By Elaine Cohen (BeyondBusiness) on February 24, 2009 at 3:43pm.

Content:

The Danske Bank report is a good endeavor and gives an overall good impression of an earnest approach to CSR and to reporting. There are good sections on financial literacy and SRI,  where Danske Bank has made progress.  At GRI ‘C’ application level, this report is  a pretty good job – in fact, it is probably at least a ‘B’ level report. The data that is missing is probably not material: for example, nothing on supply chain (planned for 2009), nothing about ethics assimilation process or whistleblowing  (though there is a good set of references including a code of conduct on the website). There is little related to maintaining high levels of compliance or breaches of customer privacy, the employee section is a little light on data, and doesn't really cover core issues such as remuneration, recruitment and employee development processes.

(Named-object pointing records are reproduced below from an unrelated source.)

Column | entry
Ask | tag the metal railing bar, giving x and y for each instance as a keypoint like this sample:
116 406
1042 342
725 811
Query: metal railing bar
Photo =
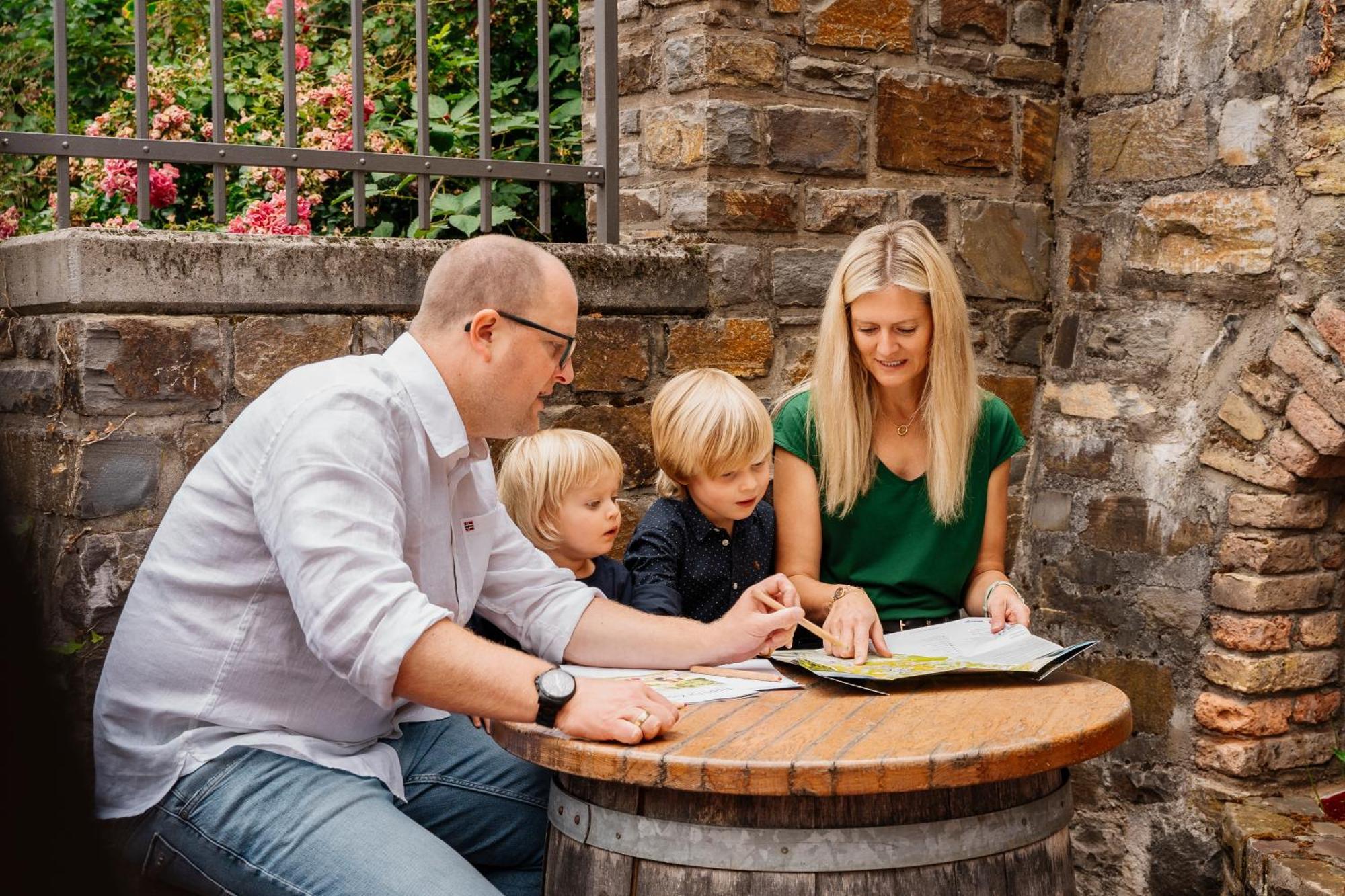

There are a few areas where I felt there could have been an opportunity to tighten up the disclosure … for example, the CSR management structure is headed up by CR Boards. The CR Boards report to the Group CR Board. But where the Group CR Board is in the organization structure, and who heads it up, is not disclosed. Maybe in Denmark these things are obvious. Guess I should have done that mind reading course after all! Another example is training:  the group does not report on employee training hours because: "Often training is an integral part of the job. Thus it is difficult to register training hours, and the number of hours of formal education would not reflect the actual number of training hours.” Hmm. I think there has to be a consensus that training is formal time dedicated to training, which may come in very different formats. The fact that people in Danske Bank apparently learn by doing should not be an excuse to decline to disclose.

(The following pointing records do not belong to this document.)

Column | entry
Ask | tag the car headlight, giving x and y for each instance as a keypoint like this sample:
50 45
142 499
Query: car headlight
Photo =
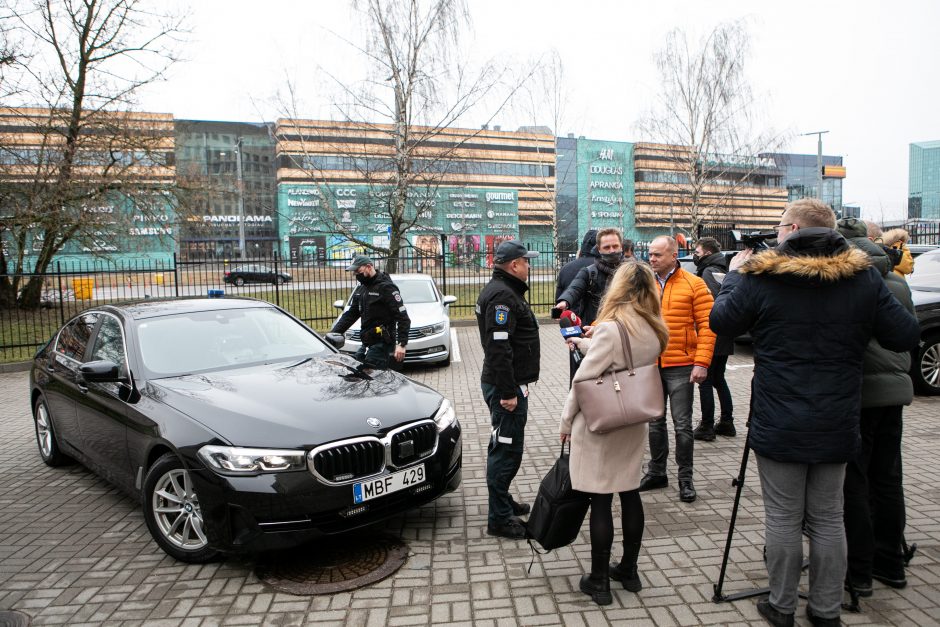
445 416
232 460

Poor customer survey results for one subsidiary are explained by IT problems after systems migration to a global IT platform. This apparently had quite a significant negative effect on results. The case is presented honestly and clearly by Danske Bank – this is nice reporting and demonstrates Danske Bank's commitment to transparency in general. So many reports just give the positive headlines. 
When checking the environmental data, I felt there were some inconsistencies , so I wrote to Danske Bank with my queries. I got a very comprehensive response within 24 hours. I was VERY impressed. Transparency and stakeholder responsiveness at its best.

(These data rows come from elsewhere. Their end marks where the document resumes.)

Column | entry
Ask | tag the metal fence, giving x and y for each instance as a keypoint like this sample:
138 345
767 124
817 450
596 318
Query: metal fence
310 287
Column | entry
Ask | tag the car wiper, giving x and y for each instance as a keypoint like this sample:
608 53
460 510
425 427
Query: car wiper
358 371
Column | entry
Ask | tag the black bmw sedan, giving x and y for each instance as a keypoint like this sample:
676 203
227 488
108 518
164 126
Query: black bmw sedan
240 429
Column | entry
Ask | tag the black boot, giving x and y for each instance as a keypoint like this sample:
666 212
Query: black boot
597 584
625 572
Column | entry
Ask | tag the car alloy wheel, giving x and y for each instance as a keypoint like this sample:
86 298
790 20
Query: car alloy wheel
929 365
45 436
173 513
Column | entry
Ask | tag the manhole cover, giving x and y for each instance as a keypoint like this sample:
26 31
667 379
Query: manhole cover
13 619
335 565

One final point which is not unique to Danske Bank: reporting results. Danske Bank justifiably take pride in the well-planned launch of their first socially responsible banking product in 2008  – a Parent Study Loan for students, who are "among the most financially vulnerable in our society". Sounds very positive. But what I miss is THE RESULT. How many students actually took that loan? What impact did that launch have? If Danske Bank or any other bank launches 500 products and no one takes the bait, then their positive impact remains low. Sorry, Danske Bank for using you as a guinea pig in this last point. Many of the most experienced reporters don’t manage to take that extra step to finishing the story and providing us with a measure of the result or outcome.   

Communication:

Danske Bank produces a short report consisting mainly of narrative, with a factbook  containing data. Maybe too much data e.g. the number of documents which were sent to electronic customer mailboxes is a rather high resolution.  But, it's good transparency. Example:  the list of companies excluded from SRI activities and the explanation given. Most of the data is broken down by the individual countries in which Danske Bank operates, over a 3 year period.  However, for me, the factbook idea is not ideal and there is some duplication between the two. Better to have one 67 page report than two separate documents.  It would be easier to digest the data presented in the context of the narrative, rather than in isolation. 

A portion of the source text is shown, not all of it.